Bij haar beslissing hield de rechtbank rekening met volgende elementen:

  • Het staat vast dat de eerste beklaagde op 6 februari 2022 de intentie had om zijn schoonmoeder en zijn vrouw te doden. Dit blijkt ontegensprekelijk uit het feit dat hij beiden met een ijzeren staaf op hun hoofd of in de richting van hun hoofd sloeg, alsook het aantal keren dat hij sloeg en de kracht waarmee hij sloeg. Bovendien bleef de eerste beklaagde tijdens zijn voorlopige hechtenis aanhoudend plannen beramen om zijn vrouw te doden (en dit gedurende een periode van een jaar), waarbij hij probeerde om die plannen door zijn kinderen te laten uitvoeren.

 

  • De voorbedachtheid van de eerste beklaagde om zijn vrouw en schoonmoeder te doden, bleek nog uit diverse andere elementen (bv: het feit dat hij de ijzeren staaf meehad naar de woning van zijn schoonmoeder, het feit dat hij kleren van zijn vrouw had aangedaan, het feit dat hij zich mogelijk wou ontdoen van de bebloede kledij van zijn schoonmoeder, de vele inconsistenties in zijn verklaringen waaruit duidelijk blijkt dat hij de ware toedracht verborgen wenste te houden,…).

 

  • De eerste beklaagde leed niet aan een geestesstoornis die zijn oordeelsvermogen of de controle over zijn daden teniet deed of ernstig aantastte.

 

  • Het staat vast dat de eerste beklaagde zijn kinderen meermaals voorstellen deed over hoe  zij hun moeder moesten doden. De rechtbank verwijst hieromtrent onder andere naar het afgeluisterde telefoongesprek van 24 april 2022 en de verklaringen van de kinderen.

 

  • De eerste beklaagde heeft zijn kinderen – en in het bijzonder de tweede beklaagde - op die manier volledig geïndoctrineerd: hij deed hen geloven dat hun moeder de oorzaak was van alles wat fout ging in hun leven (zeer specifiek het faillissement van de melkveehouderij en de daarmee gepaard gaande schulden), en dat al hun problemen waren opgelost na haar dood. Hij overtuigde hen ook dat hun moeder jaloers op hen was, hen niks gunde en niks voor hen deed. Alle kinderen waren ten tijde van de feiten gekant tegen hun moeder.

 

  • Het staat ook vast dat de tweede beklaagde op een bepaald ogenblik aan zijn vader voorstelde om zijn moeder te doden (door de remleidingen van haar voertuig door te knippen of door de remvloeistof af te tappen) Op vraag van zijn vader kocht hij ook een fles wijn, met de intentie dat zijn moeder deze zou opdrinken, en dat met fatale gevolgen wegens haar medicatie.
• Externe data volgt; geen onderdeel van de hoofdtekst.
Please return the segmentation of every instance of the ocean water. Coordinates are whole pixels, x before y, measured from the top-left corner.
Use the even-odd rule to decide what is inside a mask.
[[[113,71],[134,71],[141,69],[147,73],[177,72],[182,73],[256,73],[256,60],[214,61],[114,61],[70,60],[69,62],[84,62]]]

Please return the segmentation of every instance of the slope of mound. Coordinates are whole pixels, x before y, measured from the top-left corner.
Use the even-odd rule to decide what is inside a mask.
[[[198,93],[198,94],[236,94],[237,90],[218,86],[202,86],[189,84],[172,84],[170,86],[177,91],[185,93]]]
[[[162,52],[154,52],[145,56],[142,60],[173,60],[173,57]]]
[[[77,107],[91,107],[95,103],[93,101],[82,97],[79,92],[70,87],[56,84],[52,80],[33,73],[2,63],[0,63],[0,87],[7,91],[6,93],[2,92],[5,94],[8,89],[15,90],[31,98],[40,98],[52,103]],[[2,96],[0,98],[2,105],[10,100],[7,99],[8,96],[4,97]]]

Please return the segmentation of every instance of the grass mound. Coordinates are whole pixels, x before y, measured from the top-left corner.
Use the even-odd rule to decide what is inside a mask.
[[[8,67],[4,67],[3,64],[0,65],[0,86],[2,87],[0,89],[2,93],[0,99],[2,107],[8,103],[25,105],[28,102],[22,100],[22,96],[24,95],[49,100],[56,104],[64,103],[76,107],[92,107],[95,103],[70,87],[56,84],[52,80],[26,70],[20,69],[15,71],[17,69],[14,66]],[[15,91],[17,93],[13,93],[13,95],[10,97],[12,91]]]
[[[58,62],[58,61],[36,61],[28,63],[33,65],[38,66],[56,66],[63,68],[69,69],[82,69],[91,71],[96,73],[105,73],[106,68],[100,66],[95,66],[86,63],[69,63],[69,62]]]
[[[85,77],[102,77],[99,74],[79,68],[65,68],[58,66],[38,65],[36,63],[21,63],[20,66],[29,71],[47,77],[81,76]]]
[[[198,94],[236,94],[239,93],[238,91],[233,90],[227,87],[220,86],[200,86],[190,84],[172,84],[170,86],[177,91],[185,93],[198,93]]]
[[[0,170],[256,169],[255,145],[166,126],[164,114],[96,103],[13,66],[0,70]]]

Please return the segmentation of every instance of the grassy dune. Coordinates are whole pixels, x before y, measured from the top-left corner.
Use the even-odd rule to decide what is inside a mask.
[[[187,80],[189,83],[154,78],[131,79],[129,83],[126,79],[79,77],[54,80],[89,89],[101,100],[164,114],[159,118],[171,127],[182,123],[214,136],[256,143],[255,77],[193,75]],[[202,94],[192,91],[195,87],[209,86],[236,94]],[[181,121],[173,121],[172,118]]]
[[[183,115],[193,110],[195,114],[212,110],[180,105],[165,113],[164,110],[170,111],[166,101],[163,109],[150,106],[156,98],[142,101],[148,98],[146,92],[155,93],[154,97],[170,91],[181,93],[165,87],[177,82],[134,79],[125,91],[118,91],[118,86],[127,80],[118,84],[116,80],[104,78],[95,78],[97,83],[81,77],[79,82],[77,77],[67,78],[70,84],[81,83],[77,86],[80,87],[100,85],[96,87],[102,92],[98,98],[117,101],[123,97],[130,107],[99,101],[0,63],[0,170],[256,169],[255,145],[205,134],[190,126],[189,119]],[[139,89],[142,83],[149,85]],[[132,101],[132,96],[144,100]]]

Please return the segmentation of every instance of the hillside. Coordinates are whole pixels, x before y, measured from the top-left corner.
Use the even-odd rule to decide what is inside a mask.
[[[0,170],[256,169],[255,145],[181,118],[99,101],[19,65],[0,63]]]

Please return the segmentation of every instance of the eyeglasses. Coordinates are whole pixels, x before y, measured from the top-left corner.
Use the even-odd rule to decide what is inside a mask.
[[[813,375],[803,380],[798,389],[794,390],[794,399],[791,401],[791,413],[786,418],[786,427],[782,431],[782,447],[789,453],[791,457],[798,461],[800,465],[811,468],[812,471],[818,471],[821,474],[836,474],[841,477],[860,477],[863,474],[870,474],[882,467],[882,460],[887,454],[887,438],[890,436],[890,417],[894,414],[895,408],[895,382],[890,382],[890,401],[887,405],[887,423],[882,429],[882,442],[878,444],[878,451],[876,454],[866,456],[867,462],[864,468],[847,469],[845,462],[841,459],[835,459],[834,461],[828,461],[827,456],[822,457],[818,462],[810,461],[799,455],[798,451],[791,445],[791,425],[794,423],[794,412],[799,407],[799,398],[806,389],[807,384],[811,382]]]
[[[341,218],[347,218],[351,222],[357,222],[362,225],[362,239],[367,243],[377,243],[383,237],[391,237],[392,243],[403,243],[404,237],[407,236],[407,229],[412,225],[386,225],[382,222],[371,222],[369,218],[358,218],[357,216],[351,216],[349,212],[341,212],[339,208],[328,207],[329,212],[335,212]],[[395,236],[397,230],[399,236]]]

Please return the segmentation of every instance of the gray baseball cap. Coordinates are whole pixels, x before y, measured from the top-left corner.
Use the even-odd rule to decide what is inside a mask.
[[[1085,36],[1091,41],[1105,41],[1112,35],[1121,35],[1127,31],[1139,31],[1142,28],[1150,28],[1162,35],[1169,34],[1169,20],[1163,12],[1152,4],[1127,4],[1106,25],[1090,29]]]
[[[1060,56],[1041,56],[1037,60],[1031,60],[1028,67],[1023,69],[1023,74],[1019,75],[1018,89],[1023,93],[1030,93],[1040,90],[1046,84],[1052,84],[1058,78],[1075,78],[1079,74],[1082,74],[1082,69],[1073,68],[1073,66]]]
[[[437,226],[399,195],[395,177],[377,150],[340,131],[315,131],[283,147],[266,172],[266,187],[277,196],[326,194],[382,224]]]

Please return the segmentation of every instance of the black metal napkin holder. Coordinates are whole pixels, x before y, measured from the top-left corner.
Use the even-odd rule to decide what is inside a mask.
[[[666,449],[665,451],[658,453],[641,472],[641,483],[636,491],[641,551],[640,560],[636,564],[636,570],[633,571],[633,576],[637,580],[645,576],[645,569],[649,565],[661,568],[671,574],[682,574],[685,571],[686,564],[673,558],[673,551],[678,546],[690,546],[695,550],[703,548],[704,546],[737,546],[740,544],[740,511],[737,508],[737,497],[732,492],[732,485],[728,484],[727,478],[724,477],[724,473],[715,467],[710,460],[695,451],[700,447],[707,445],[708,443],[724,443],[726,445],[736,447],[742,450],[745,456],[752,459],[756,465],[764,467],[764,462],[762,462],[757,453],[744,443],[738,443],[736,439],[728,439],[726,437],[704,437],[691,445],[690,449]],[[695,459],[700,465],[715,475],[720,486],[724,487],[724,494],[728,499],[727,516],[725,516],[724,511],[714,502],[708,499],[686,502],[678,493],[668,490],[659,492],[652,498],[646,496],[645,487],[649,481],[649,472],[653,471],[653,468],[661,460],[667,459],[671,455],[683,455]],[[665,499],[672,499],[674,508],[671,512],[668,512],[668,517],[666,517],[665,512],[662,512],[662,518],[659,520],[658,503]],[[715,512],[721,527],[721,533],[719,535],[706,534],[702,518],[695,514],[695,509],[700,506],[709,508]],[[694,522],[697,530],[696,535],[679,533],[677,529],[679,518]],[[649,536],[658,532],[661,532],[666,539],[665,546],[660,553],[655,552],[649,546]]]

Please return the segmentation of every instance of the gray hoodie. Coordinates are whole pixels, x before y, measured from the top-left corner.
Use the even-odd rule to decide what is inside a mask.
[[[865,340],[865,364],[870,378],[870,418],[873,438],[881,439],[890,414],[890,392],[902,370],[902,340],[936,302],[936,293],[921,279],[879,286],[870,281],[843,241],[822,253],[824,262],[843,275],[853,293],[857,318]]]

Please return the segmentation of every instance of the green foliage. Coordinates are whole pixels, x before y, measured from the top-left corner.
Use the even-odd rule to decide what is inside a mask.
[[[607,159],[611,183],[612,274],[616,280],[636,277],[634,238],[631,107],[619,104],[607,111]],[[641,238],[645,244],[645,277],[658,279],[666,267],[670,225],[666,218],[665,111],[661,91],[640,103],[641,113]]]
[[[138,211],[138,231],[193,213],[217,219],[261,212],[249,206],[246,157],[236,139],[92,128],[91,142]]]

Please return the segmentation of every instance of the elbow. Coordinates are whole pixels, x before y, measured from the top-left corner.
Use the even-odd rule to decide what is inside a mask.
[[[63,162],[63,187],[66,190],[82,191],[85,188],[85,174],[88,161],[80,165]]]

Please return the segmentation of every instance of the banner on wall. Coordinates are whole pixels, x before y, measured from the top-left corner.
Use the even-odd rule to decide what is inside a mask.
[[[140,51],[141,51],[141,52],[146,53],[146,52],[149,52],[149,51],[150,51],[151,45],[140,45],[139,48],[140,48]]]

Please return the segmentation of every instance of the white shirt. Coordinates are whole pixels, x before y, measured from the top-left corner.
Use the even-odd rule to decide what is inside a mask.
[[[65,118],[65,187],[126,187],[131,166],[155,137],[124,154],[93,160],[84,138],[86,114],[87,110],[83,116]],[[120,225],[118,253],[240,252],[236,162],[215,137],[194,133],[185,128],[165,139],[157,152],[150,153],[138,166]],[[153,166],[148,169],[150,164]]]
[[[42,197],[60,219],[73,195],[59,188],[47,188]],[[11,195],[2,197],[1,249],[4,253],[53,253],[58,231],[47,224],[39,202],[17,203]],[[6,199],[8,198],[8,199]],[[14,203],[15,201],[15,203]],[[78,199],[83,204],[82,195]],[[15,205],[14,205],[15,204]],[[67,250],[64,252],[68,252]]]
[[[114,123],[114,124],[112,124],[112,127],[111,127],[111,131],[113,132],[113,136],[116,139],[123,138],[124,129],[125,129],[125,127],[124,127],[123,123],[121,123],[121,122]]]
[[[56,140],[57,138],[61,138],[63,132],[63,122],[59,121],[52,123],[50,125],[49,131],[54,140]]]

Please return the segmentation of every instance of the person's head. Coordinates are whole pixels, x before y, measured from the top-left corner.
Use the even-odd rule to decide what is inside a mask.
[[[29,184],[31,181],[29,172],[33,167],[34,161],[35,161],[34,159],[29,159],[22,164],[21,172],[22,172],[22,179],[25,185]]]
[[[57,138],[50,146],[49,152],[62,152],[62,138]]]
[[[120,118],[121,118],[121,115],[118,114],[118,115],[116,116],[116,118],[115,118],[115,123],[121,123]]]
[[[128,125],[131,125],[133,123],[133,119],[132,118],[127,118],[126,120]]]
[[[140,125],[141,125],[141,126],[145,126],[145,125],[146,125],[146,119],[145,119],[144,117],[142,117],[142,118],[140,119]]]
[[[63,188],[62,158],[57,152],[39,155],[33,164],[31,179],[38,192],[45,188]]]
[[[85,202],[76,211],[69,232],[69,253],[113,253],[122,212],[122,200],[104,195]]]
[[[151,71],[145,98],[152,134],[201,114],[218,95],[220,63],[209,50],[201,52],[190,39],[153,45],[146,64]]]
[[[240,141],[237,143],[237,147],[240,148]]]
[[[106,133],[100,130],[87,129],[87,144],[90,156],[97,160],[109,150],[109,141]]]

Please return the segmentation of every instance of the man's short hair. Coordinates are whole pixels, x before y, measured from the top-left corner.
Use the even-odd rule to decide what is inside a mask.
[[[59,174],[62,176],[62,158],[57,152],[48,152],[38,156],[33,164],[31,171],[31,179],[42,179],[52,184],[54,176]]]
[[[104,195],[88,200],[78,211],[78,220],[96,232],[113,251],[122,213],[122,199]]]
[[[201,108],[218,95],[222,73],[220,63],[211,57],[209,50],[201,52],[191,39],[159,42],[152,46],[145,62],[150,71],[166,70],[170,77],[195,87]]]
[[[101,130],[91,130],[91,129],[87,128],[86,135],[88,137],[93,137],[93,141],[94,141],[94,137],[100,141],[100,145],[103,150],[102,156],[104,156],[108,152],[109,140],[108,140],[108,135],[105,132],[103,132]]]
Het feit dat hij al dan niet onder druk van zijn vader handelde, is irrelevant.

 

  • Het was voor de rechtbank wel geruststellend om op de zitting te horen dat de tweede beklaagde op heden doorheeft dat hetgeen zijn vader voorhield niet correspondeerde met de realiteit, en hij thans een goede relatie heeft met zijn moeder.

 

  • Het strafrechtelijke verleden van de eerste beklaagde (inbreuken inzake meststoffen, de dierenwetgeving, bouwvergunning, stedenbouwkundige vergunning en afvalstoffen). Hij bevond zich bovendien in staat van wettelijke herhaling (als gevolg van het vonnis van 15 december 2021 van de politierechtbank Oost-Vlaanderen, afdeling Gent).